69200 -"under direct visualization, the physician or technician removes a foreign body from the external auditory canal using delicate forceps, a cerumen spoon or suction.  In the case of a live insect, oil is dropped into the ear to immobilze it before it is removed. No anesthetic or local anesthetic is used.  again, some sort of tool is used. Ear wax is not a foreign body.

however - if your facility is really removing impacted cerumen - using the correct tools, procedure done by the physician (not nurse or other) and documentation fully supports the procedure - then 69210 would be correct.  And you're correct, the insurance company doesn't like to pay - but - if done correctly, appeal it.


----------



## mbort (Jul 24, 2008)

This may help--from the CPT assistant:

Surgery: Auditory System

In collaboration with the American Academy of Otolaryngology-Head and Neck Surgery (AAO-HNS), we present the following discussion which provides some typical coding scenarios with regard to the appropriate use and application of CPT codes related to ear wax removal:

1.         The patient presents to the office for the removal of “ear wax” by the nurse via irrigation or lavage.

2.         The patient presents to the office for the removal of “ear wax” by the primary care physician via irrigation or lavage.

3.         The patient presents to the office for “ear wax” removal as the presenting complaint. This is described as impacted cerumen because it completely covers the eardrum and the patient has hearing loss. The impacted cerumen is removed by the primary care physician or otolaryngologist with magnification provided by an otoscope or operating microscope and instruments such as wax curettes, forceps, and suction.

Question:Are these procedures appropriately reported with CPT code 69210, Removal impacted cerumen (separate procedure), one or both ears?

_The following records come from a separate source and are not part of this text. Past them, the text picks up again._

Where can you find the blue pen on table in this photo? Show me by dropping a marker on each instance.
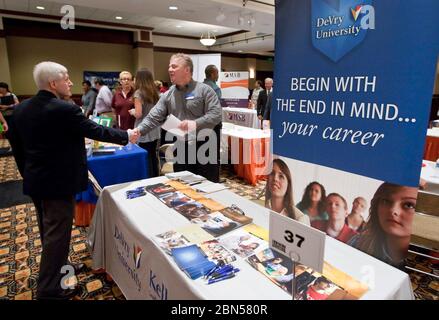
(224, 277)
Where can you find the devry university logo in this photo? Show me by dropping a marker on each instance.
(338, 26)
(137, 253)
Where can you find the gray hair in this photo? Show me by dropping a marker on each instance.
(187, 60)
(47, 71)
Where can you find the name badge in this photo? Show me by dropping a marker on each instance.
(189, 96)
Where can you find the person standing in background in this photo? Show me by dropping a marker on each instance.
(103, 99)
(212, 75)
(264, 100)
(47, 139)
(123, 101)
(8, 101)
(198, 108)
(88, 99)
(145, 97)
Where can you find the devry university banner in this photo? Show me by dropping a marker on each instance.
(234, 89)
(353, 84)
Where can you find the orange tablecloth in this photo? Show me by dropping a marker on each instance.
(431, 151)
(252, 162)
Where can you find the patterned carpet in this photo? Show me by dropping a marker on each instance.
(20, 249)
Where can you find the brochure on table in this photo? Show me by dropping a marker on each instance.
(344, 123)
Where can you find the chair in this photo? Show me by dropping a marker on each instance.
(166, 156)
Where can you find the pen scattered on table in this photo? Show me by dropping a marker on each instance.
(135, 193)
(220, 272)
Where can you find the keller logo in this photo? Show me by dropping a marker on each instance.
(339, 26)
(137, 253)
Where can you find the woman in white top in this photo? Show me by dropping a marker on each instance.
(279, 193)
(255, 94)
(145, 98)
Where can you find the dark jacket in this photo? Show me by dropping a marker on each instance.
(47, 139)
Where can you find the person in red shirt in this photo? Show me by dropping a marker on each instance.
(318, 290)
(335, 227)
(123, 101)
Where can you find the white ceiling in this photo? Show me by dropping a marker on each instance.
(193, 16)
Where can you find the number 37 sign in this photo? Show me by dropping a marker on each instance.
(301, 243)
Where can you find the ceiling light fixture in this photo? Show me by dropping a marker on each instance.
(208, 40)
(221, 16)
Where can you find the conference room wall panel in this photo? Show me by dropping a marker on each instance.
(77, 56)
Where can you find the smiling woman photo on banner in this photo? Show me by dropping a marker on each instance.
(279, 193)
(313, 202)
(388, 230)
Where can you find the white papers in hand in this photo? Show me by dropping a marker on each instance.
(171, 125)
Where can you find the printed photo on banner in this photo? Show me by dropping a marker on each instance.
(370, 215)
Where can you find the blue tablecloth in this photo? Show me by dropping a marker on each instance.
(128, 163)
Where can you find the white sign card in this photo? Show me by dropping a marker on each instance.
(300, 242)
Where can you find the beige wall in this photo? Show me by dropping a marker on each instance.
(143, 58)
(77, 56)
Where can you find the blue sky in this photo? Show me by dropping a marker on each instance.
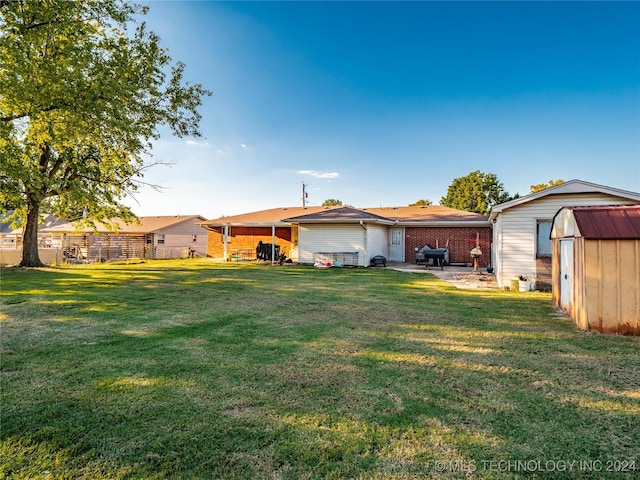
(385, 103)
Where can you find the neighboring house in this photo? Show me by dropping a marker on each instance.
(12, 237)
(177, 236)
(596, 267)
(521, 227)
(394, 232)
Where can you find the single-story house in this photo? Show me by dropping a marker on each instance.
(174, 236)
(521, 227)
(394, 232)
(596, 267)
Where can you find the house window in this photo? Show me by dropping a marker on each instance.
(543, 242)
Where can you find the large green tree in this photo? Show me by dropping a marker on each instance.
(476, 192)
(84, 89)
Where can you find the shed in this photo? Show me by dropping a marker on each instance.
(596, 267)
(521, 244)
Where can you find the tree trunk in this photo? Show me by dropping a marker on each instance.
(30, 255)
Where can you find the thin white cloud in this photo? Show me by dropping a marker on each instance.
(198, 144)
(317, 174)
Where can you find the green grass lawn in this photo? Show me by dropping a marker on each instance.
(195, 369)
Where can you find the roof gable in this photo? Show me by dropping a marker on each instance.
(340, 215)
(620, 222)
(566, 188)
(608, 222)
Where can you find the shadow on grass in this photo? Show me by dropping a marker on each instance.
(202, 370)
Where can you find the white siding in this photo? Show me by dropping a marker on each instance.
(515, 230)
(330, 238)
(377, 241)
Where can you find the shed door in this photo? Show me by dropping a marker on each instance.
(396, 244)
(566, 273)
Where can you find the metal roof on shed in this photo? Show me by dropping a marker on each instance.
(608, 223)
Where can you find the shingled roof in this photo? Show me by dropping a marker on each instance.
(340, 215)
(414, 215)
(150, 224)
(611, 222)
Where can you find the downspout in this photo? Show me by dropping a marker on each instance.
(273, 244)
(364, 227)
(225, 240)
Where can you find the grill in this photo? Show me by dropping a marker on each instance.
(440, 256)
(378, 261)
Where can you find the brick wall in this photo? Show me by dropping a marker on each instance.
(247, 238)
(461, 241)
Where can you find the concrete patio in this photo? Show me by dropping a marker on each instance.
(461, 277)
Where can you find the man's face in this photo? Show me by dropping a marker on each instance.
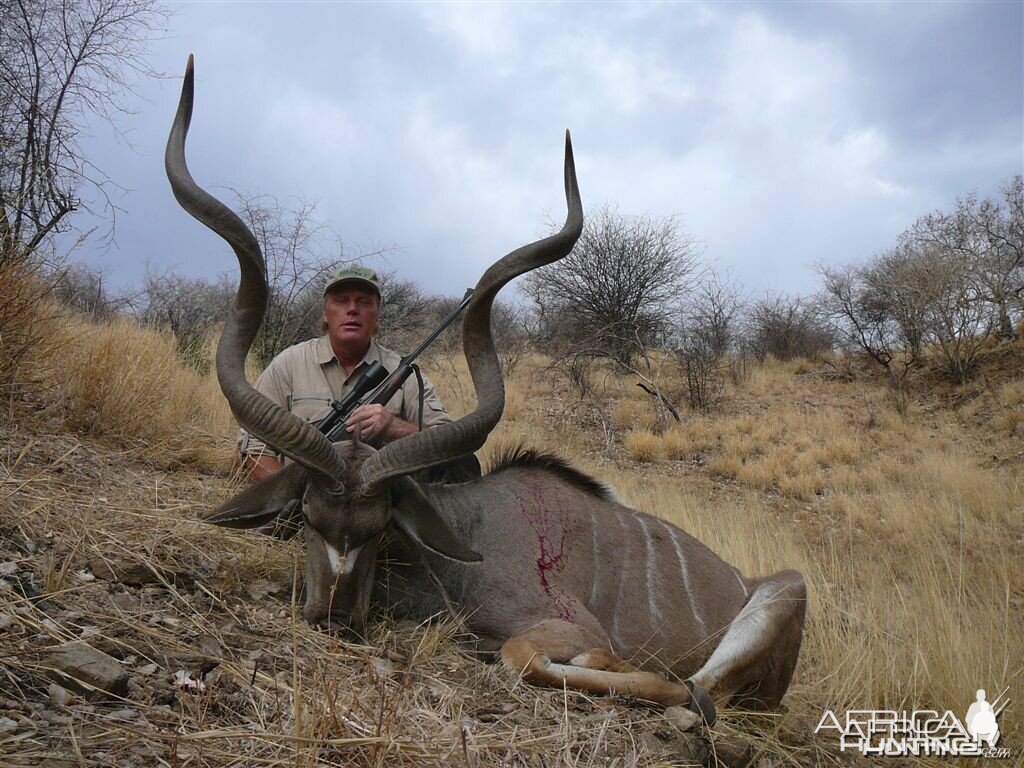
(350, 312)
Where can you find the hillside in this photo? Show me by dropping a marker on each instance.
(909, 527)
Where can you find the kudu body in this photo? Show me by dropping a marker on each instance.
(576, 588)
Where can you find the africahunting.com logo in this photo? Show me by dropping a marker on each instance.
(922, 732)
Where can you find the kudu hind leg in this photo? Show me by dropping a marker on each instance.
(553, 653)
(754, 663)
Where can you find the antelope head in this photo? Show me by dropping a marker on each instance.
(350, 492)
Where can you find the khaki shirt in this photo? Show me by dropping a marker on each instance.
(306, 377)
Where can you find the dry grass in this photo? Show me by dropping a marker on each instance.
(908, 526)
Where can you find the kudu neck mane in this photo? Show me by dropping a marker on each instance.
(519, 457)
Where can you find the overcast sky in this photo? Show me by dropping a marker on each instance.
(781, 134)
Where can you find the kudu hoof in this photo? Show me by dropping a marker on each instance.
(701, 704)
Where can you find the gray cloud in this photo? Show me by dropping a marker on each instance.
(782, 133)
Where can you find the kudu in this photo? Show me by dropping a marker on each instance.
(542, 560)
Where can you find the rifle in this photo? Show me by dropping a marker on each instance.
(376, 385)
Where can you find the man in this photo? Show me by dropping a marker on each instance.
(306, 377)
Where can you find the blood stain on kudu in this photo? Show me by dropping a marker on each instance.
(551, 522)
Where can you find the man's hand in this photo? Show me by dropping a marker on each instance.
(378, 423)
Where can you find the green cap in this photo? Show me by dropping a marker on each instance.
(353, 273)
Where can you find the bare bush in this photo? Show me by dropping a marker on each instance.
(786, 328)
(706, 337)
(986, 239)
(189, 308)
(616, 288)
(61, 65)
(83, 290)
(863, 318)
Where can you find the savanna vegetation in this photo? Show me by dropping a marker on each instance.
(870, 435)
(904, 515)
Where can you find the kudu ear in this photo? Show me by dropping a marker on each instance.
(262, 502)
(417, 518)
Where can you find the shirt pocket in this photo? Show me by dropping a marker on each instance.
(309, 408)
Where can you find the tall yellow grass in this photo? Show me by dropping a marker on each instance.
(124, 382)
(909, 538)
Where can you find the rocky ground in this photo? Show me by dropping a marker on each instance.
(133, 635)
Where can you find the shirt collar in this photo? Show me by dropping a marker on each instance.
(325, 352)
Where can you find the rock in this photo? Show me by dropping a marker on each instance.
(382, 667)
(59, 696)
(87, 670)
(135, 573)
(682, 718)
(733, 752)
(651, 742)
(126, 601)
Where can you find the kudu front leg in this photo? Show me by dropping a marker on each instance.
(556, 652)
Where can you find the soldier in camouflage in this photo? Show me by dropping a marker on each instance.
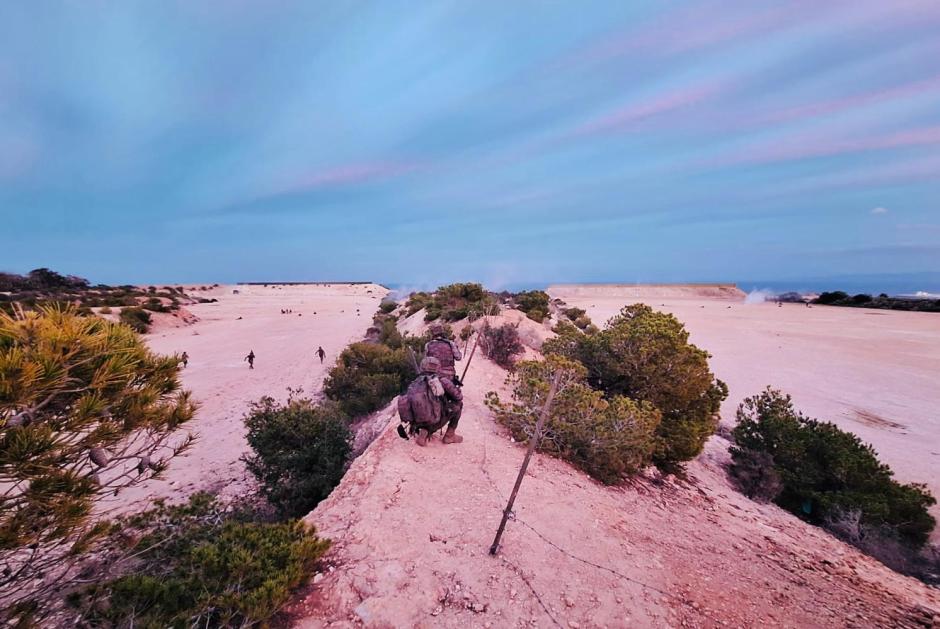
(446, 352)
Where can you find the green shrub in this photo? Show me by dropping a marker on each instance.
(86, 410)
(501, 344)
(199, 565)
(299, 451)
(367, 376)
(137, 318)
(645, 355)
(533, 303)
(606, 438)
(574, 313)
(825, 470)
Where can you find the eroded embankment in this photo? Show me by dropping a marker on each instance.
(411, 529)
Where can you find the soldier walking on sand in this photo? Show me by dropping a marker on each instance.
(446, 352)
(424, 405)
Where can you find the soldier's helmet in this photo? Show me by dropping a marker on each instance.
(430, 365)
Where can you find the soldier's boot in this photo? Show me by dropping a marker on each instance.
(422, 437)
(451, 436)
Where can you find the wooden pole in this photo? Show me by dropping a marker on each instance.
(533, 442)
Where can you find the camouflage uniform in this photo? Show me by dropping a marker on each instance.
(428, 412)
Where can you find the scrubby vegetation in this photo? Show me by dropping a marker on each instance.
(453, 302)
(607, 438)
(825, 475)
(535, 304)
(882, 301)
(199, 564)
(367, 376)
(299, 451)
(646, 355)
(43, 287)
(501, 344)
(138, 319)
(86, 410)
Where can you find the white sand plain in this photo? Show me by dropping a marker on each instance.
(221, 382)
(873, 372)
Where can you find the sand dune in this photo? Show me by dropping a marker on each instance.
(223, 385)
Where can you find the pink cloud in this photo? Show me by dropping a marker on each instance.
(675, 99)
(812, 147)
(349, 175)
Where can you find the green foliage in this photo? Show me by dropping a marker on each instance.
(882, 301)
(645, 355)
(299, 451)
(367, 376)
(85, 411)
(501, 344)
(825, 470)
(452, 302)
(574, 313)
(606, 438)
(136, 318)
(533, 303)
(199, 565)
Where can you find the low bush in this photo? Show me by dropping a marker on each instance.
(574, 313)
(533, 303)
(299, 451)
(646, 355)
(367, 376)
(606, 438)
(199, 565)
(137, 318)
(453, 302)
(501, 344)
(826, 471)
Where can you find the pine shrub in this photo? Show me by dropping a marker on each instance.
(606, 438)
(646, 355)
(299, 451)
(199, 565)
(825, 470)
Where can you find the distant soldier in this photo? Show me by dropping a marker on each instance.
(424, 405)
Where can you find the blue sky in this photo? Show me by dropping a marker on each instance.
(507, 142)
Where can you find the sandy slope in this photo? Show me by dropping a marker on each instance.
(412, 527)
(873, 372)
(224, 386)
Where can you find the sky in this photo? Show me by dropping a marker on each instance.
(515, 142)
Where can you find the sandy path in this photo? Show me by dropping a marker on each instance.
(411, 527)
(223, 385)
(874, 372)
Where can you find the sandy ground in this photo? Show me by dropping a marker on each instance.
(873, 372)
(412, 526)
(221, 382)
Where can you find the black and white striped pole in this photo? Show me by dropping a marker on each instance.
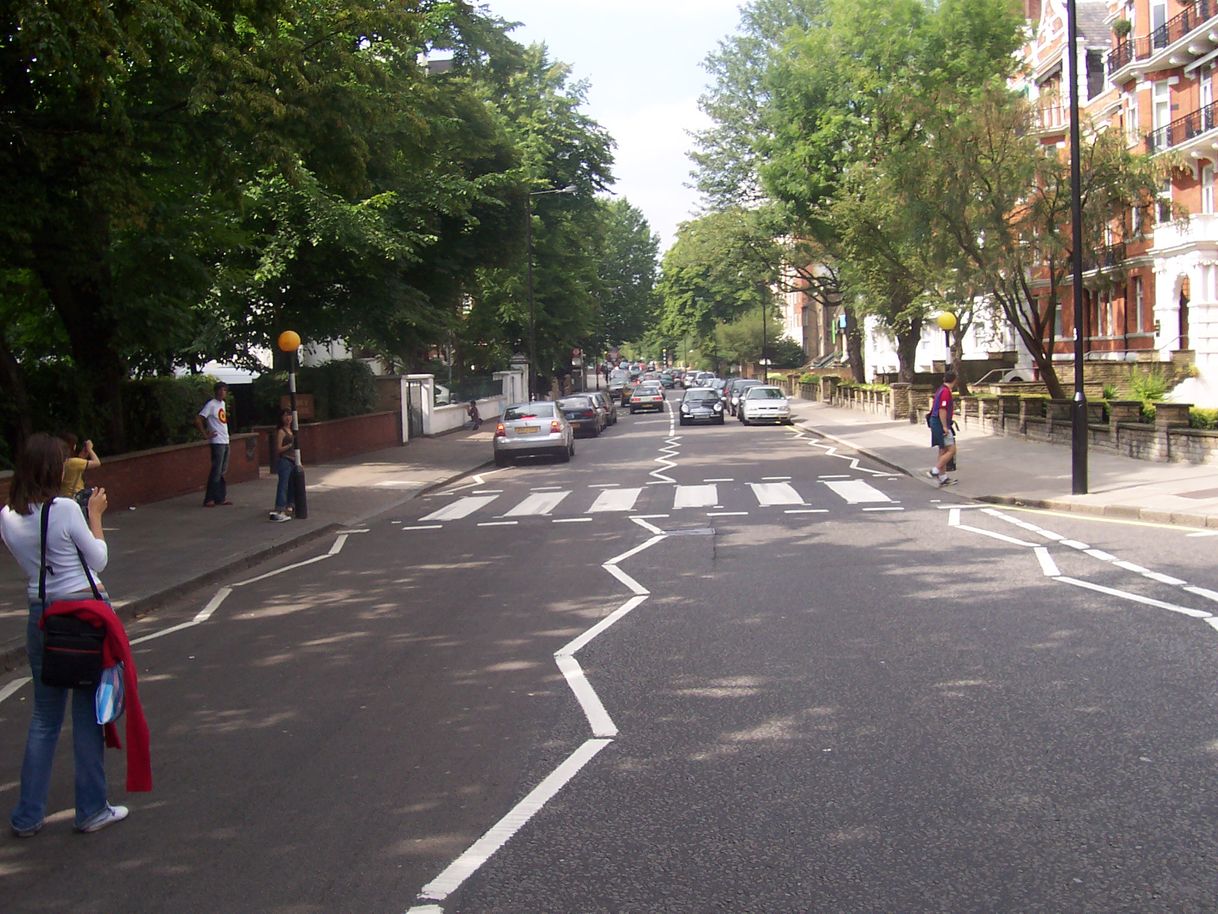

AMA Comment: A major element in determining whether code 69210 should be reported is understanding the definition of impacted cerumen. By definition of the AAO-HNS, “If any one or more of the following are pre-sent, cerumen should be considered ‘impacted' clinically:

Visual considerations: Cerumen impairs exam of clinically significant portions of the external auditory canal, tympanic membrane, or middle ear condition.
Qualitative considerations: Extremely hard, dry, irritative cerumen causing symptoms such as pain, itching, hearing loss, etc.
Inflammatory considerations: Associated with foul odor, infection, or dermatitis.
Quantitative considerations: Obstructive, copious cerumen that cannot be removed without magnification and multiple instrumentations requiring physician skills.”
Other issues may also require consideration. Removing wax that is not impacted does not warrant the reporting of CPT code 69210. Rather, that work would appropriately be captured by an evaluation and management (E/M) code regardless of how it is removed. If, however, the wax is truly impacted, then its removal should be reported with 69210 if performed by a physician using at minimum an otoscope and instruments such as wax curettes or, in the case of many otolaryngologists, with an operating microscope and suction plus specific ear instruments (eg, cup forceps, right angles). Accompanying documentation should indicate the time, effort, and equipment required to provide the service. Add-on code 69990, Microsurgical techniques, requiring use of operating microscope (List separately in addition to code for primary procedure), should not be reported if the operating microscope is used for cerumen removal. In this later instance, however, code 92504, Binocular microscopy (separate diagnostic procedure), may be reported.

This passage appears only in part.